Saturday morning, before my lovely wife drove our children to Jiu Jitsu, I cleaned the snow off our car and made a path to ensure the car would not become stuck in the snow as it drove away from the curb. After my family left, I continued to shovel; I shoveled enough snow off the street to clear four parking spots.
Our street is conveniently situated for motorists who are visiting local businesses, and, on week days, parking is not always easy to find. As I spent half an hour dodging cars to clear snow-covered, on-street parking spots, I thought about what neighbors might think as they saw a grown man shoveling snow from the street. A younger, more insecure version of me may have stopped, but older, experienced Beau thought it better to shovel on Saturday than complain about no parking on Monday.

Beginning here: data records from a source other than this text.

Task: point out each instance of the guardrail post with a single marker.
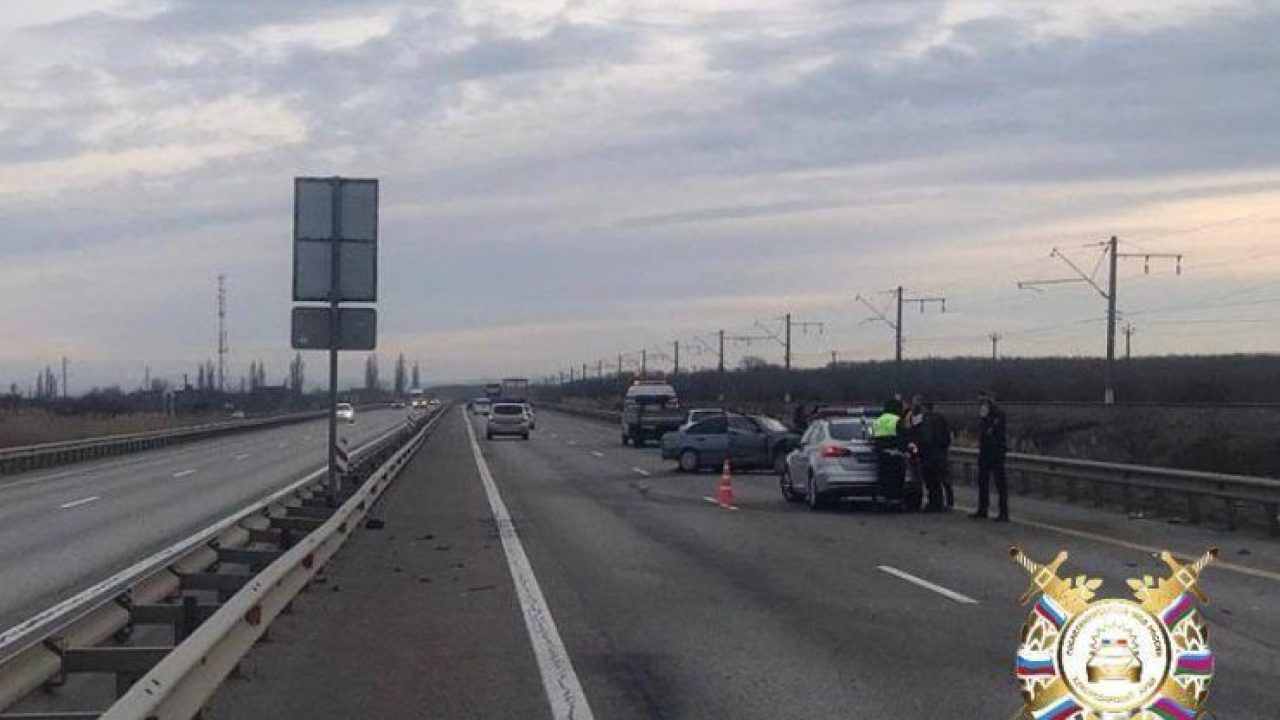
(1193, 509)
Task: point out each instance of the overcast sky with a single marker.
(562, 182)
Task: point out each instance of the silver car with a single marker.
(835, 460)
(507, 419)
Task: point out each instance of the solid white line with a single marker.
(563, 689)
(926, 584)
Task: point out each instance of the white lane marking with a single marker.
(563, 689)
(926, 584)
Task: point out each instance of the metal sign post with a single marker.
(334, 261)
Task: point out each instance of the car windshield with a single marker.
(769, 424)
(848, 429)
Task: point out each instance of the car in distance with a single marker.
(507, 419)
(346, 411)
(699, 414)
(748, 441)
(649, 409)
(836, 460)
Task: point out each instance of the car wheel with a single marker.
(816, 501)
(789, 491)
(689, 461)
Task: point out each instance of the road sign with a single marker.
(357, 328)
(334, 219)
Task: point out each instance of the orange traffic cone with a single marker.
(725, 492)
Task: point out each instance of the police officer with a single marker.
(890, 459)
(992, 446)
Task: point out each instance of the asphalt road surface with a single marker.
(659, 604)
(64, 529)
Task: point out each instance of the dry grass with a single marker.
(35, 425)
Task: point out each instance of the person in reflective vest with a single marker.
(887, 441)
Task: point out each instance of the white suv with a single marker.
(507, 419)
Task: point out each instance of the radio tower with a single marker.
(222, 332)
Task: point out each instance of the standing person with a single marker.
(992, 446)
(935, 442)
(887, 441)
(940, 432)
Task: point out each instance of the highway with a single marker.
(63, 529)
(667, 606)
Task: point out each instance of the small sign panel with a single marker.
(357, 328)
(315, 241)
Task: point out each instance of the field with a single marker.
(33, 425)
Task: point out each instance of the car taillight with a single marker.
(836, 451)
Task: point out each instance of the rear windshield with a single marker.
(848, 431)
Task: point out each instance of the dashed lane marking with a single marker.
(563, 689)
(926, 584)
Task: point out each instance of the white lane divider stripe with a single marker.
(563, 689)
(926, 584)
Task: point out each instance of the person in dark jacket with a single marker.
(992, 446)
(933, 440)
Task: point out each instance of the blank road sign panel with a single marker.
(357, 328)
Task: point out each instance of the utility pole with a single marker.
(222, 332)
(900, 299)
(1111, 255)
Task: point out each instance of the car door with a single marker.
(746, 442)
(801, 460)
(711, 440)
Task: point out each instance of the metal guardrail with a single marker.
(51, 454)
(1192, 486)
(65, 638)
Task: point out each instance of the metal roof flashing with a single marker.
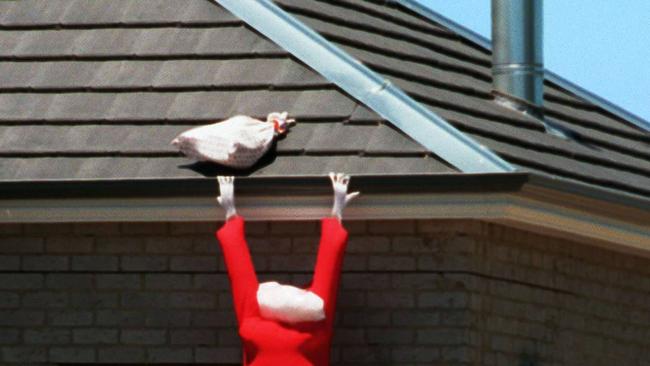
(366, 86)
(422, 10)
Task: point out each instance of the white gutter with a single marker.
(535, 209)
(379, 94)
(554, 78)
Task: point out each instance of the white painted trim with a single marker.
(611, 225)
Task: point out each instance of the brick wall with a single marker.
(426, 292)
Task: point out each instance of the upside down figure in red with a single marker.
(277, 340)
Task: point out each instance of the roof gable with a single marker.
(451, 76)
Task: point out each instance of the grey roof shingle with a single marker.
(452, 77)
(96, 89)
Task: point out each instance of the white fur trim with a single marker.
(289, 303)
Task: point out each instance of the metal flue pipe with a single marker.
(517, 52)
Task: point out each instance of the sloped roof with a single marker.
(452, 76)
(97, 89)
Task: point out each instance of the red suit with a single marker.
(273, 343)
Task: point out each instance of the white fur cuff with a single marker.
(288, 303)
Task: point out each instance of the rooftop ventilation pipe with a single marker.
(517, 59)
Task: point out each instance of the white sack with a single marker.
(288, 303)
(237, 142)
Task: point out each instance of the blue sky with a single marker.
(601, 45)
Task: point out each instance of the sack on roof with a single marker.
(237, 142)
(289, 304)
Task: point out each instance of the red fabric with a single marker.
(273, 343)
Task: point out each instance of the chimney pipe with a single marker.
(517, 53)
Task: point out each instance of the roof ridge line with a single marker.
(549, 75)
(366, 86)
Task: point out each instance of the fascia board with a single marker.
(368, 87)
(478, 39)
(532, 208)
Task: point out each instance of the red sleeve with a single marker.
(241, 271)
(328, 263)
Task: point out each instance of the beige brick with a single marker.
(144, 227)
(69, 244)
(45, 229)
(183, 228)
(21, 244)
(10, 229)
(97, 228)
(368, 244)
(391, 227)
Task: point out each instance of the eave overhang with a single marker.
(552, 207)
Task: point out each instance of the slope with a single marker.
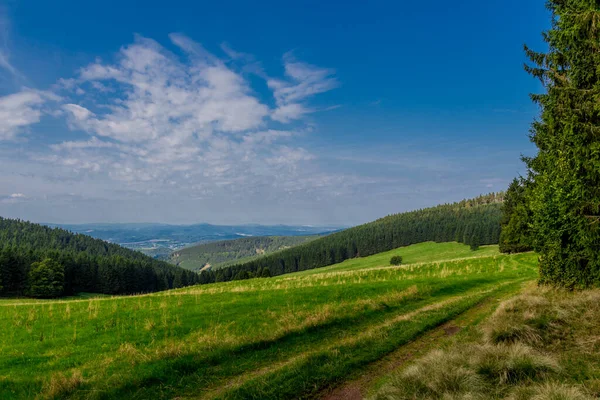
(474, 222)
(286, 337)
(227, 252)
(90, 265)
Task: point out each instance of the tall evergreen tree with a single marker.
(46, 279)
(565, 199)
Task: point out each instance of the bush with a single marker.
(396, 260)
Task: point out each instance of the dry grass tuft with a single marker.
(525, 319)
(511, 364)
(60, 385)
(549, 391)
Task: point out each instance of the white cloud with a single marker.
(157, 121)
(19, 110)
(304, 81)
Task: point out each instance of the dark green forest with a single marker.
(228, 252)
(473, 222)
(87, 264)
(556, 209)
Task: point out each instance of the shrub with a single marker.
(396, 260)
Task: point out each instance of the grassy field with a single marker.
(292, 336)
(543, 344)
(228, 252)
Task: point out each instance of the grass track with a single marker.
(285, 337)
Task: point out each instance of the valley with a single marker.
(290, 336)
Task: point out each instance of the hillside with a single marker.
(160, 240)
(223, 253)
(285, 337)
(90, 265)
(473, 222)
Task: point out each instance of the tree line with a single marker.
(555, 208)
(473, 222)
(81, 263)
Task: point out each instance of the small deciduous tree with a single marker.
(46, 279)
(396, 260)
(265, 273)
(516, 234)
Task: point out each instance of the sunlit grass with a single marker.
(260, 337)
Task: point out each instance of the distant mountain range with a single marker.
(160, 240)
(215, 255)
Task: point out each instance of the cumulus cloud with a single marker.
(19, 110)
(303, 81)
(155, 120)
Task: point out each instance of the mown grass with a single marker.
(284, 337)
(543, 344)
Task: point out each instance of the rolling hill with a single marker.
(286, 337)
(473, 222)
(223, 253)
(89, 265)
(160, 240)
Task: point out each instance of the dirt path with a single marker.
(358, 388)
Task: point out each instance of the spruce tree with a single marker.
(516, 236)
(565, 200)
(46, 279)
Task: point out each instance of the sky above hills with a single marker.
(309, 112)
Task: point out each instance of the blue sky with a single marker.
(306, 112)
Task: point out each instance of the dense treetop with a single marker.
(564, 194)
(90, 265)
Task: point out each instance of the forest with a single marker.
(39, 261)
(228, 252)
(473, 222)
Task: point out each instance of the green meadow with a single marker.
(292, 336)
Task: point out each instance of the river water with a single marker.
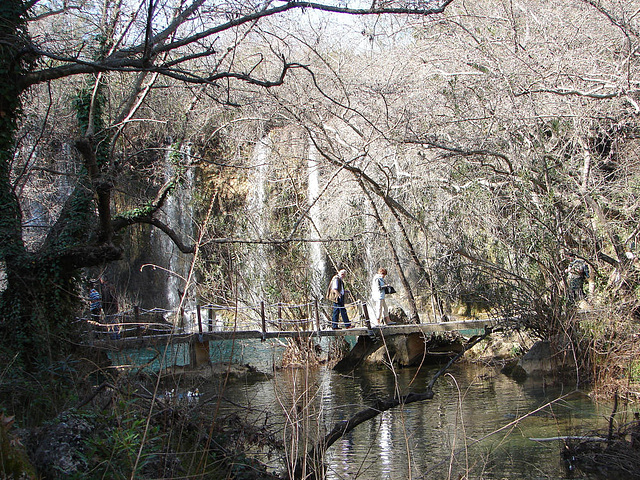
(479, 424)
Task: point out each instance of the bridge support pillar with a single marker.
(199, 353)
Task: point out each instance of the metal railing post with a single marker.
(367, 322)
(264, 321)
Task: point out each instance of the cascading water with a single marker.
(316, 253)
(178, 213)
(257, 218)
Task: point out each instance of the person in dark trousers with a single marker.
(577, 272)
(109, 304)
(95, 303)
(336, 293)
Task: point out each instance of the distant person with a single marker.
(109, 298)
(378, 293)
(577, 272)
(336, 293)
(109, 304)
(95, 303)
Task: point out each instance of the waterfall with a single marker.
(317, 260)
(257, 219)
(178, 212)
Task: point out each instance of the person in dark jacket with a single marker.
(336, 293)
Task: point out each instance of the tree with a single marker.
(192, 43)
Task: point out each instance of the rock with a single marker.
(545, 358)
(398, 316)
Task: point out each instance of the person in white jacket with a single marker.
(378, 294)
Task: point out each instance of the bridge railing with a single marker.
(264, 317)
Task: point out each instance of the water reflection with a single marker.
(478, 425)
(469, 428)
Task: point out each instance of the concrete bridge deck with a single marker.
(146, 340)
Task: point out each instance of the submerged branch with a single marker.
(382, 405)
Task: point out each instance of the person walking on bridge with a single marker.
(378, 293)
(336, 293)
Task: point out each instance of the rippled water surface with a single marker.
(479, 424)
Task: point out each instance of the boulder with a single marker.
(398, 316)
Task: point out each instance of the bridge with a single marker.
(139, 328)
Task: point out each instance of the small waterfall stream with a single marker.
(317, 260)
(178, 213)
(257, 219)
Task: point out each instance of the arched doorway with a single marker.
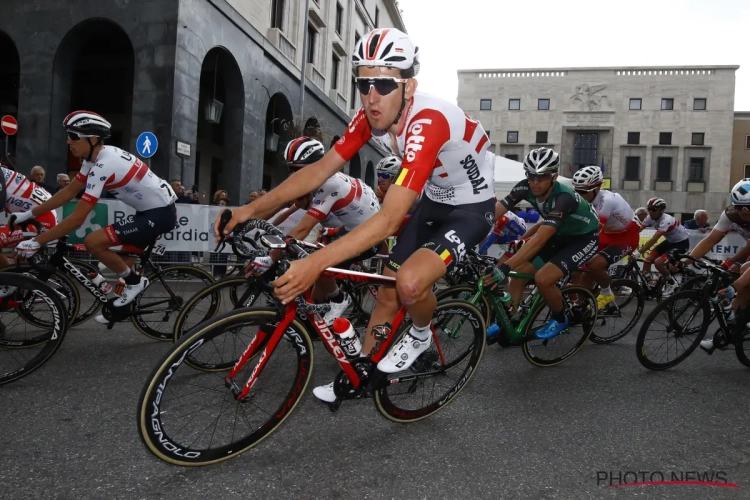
(93, 70)
(220, 122)
(355, 167)
(279, 130)
(10, 73)
(370, 174)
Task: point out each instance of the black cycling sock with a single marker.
(559, 316)
(132, 279)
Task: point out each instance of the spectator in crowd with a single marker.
(182, 195)
(63, 181)
(699, 221)
(37, 175)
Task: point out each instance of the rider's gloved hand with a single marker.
(23, 216)
(27, 248)
(262, 264)
(499, 273)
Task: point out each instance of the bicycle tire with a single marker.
(67, 291)
(55, 332)
(669, 304)
(384, 400)
(637, 295)
(141, 315)
(150, 414)
(451, 294)
(528, 348)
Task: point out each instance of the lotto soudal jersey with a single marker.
(21, 194)
(730, 220)
(615, 214)
(564, 209)
(442, 151)
(669, 227)
(351, 201)
(127, 178)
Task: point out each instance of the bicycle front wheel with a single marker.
(673, 330)
(26, 345)
(442, 372)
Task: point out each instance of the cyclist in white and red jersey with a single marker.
(340, 200)
(443, 151)
(126, 177)
(619, 231)
(675, 241)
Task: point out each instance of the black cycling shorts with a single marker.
(568, 252)
(670, 249)
(447, 230)
(138, 231)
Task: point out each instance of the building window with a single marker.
(664, 168)
(632, 168)
(277, 14)
(335, 71)
(695, 170)
(339, 18)
(312, 38)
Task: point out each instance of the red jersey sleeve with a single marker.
(428, 132)
(357, 134)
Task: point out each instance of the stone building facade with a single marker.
(658, 131)
(221, 77)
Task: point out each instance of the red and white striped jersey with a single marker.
(351, 201)
(21, 194)
(443, 151)
(127, 178)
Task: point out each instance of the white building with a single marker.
(658, 131)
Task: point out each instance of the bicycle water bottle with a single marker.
(100, 282)
(348, 339)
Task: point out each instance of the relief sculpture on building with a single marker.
(587, 98)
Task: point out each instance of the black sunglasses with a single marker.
(382, 85)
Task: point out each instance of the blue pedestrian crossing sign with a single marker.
(146, 144)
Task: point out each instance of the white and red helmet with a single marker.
(303, 151)
(87, 123)
(387, 47)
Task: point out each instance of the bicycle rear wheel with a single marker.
(157, 308)
(189, 417)
(440, 374)
(676, 325)
(580, 307)
(26, 345)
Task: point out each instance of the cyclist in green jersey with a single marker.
(566, 236)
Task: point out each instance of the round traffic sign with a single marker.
(9, 125)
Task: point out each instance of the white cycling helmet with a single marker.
(588, 178)
(741, 193)
(541, 161)
(387, 47)
(390, 165)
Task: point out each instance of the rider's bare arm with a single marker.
(377, 228)
(60, 198)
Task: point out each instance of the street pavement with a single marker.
(517, 431)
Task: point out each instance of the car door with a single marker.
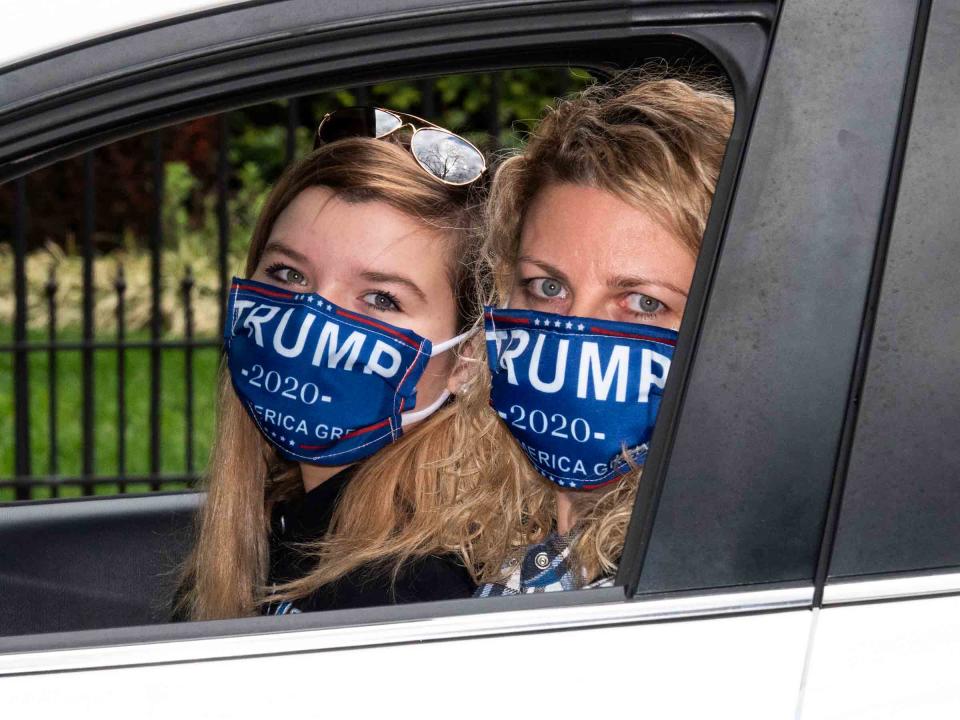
(712, 611)
(888, 630)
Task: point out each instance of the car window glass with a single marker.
(114, 392)
(901, 492)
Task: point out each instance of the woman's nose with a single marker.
(591, 305)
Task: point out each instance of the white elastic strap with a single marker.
(417, 415)
(452, 342)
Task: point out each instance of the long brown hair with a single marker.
(655, 142)
(408, 500)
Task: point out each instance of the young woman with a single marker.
(331, 482)
(594, 232)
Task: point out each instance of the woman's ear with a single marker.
(459, 376)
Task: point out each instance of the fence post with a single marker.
(88, 413)
(52, 379)
(186, 288)
(155, 315)
(21, 369)
(120, 286)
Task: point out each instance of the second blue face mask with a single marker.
(324, 385)
(578, 394)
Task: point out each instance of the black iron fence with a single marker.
(34, 354)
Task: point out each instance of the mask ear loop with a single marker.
(417, 415)
(452, 342)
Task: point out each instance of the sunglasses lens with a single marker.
(447, 156)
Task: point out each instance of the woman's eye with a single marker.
(382, 301)
(547, 288)
(286, 274)
(640, 303)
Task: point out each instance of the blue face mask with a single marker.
(324, 385)
(578, 394)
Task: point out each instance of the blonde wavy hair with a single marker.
(655, 141)
(418, 496)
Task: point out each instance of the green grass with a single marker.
(69, 414)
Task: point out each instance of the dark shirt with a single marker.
(308, 518)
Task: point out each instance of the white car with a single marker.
(795, 549)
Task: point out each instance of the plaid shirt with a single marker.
(543, 568)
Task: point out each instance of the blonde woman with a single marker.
(594, 232)
(331, 483)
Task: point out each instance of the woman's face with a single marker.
(369, 258)
(586, 252)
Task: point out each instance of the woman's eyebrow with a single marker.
(373, 276)
(623, 282)
(551, 270)
(278, 247)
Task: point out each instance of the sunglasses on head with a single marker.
(448, 157)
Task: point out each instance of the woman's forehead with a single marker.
(330, 231)
(591, 231)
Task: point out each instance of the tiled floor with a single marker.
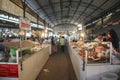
(58, 67)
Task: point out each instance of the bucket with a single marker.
(109, 76)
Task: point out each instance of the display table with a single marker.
(33, 65)
(25, 67)
(86, 71)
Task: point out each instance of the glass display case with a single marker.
(94, 52)
(12, 55)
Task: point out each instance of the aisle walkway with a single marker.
(58, 67)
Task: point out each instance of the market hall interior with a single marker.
(33, 34)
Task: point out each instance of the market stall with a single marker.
(93, 60)
(23, 61)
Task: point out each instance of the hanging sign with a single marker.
(24, 24)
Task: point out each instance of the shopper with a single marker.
(62, 43)
(112, 36)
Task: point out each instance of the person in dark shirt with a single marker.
(112, 36)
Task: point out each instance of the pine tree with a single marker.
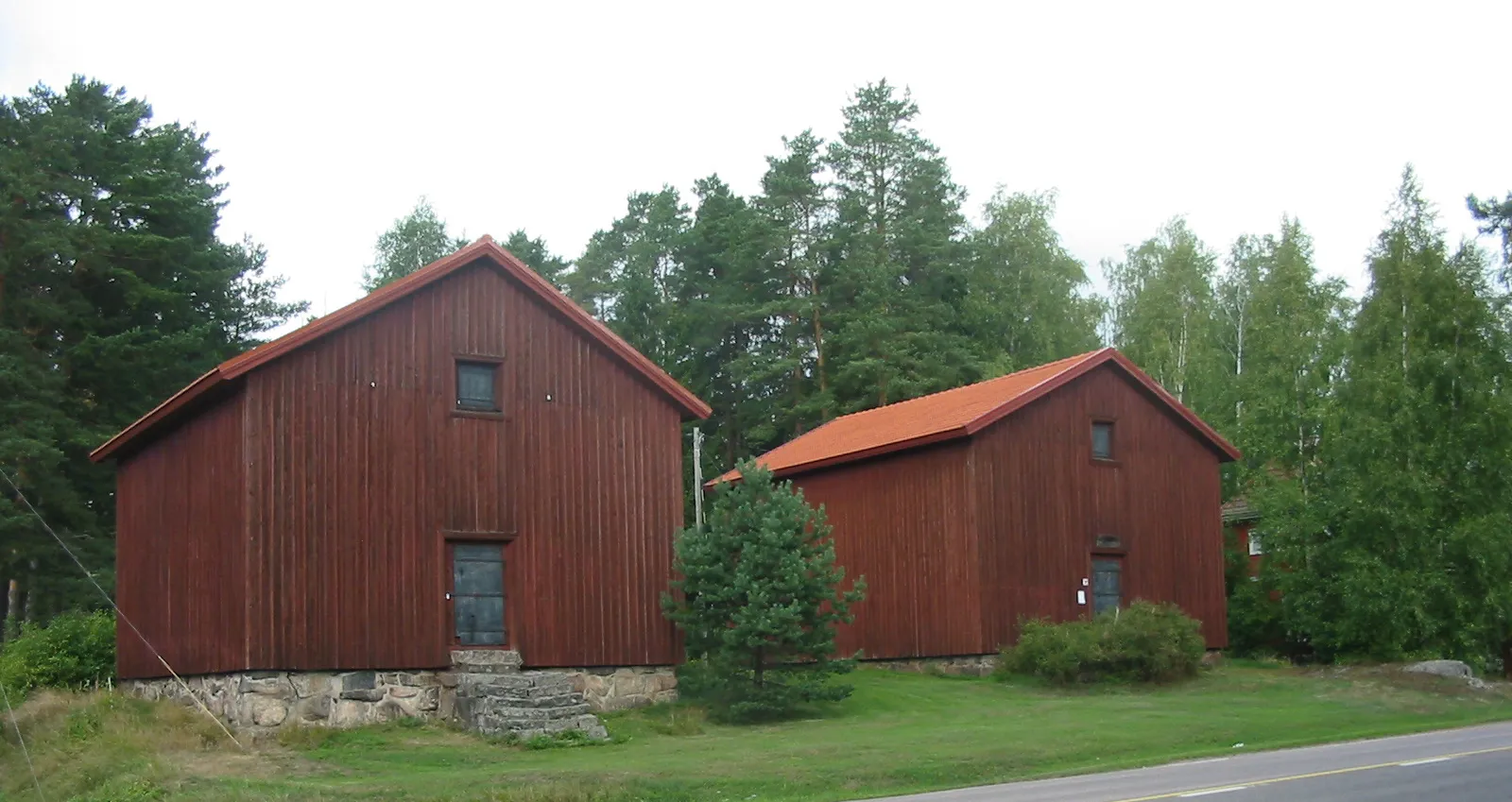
(902, 272)
(799, 216)
(113, 293)
(1028, 298)
(627, 274)
(725, 316)
(410, 244)
(1496, 218)
(758, 598)
(536, 256)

Repeating this mantra while I cleared the parking spots, I realized my reason for shoveling the street was analogous to the motivation for investing diligence. If you want to attain financial security or financial independence, you need to put in the work today. Even if researching stocks or reading a fund prospectus is not your idea of fun, you need a plan to achieve your goals. Compound returns are powerful, but only useful to those with the ambition to set goals, create a plan, and execute.
Want to retire (financial independence)? Do you want to afford a vacation every six months, or have the means to put your kids through college? It is better to have a financial plan today than complain about your finances when you are older.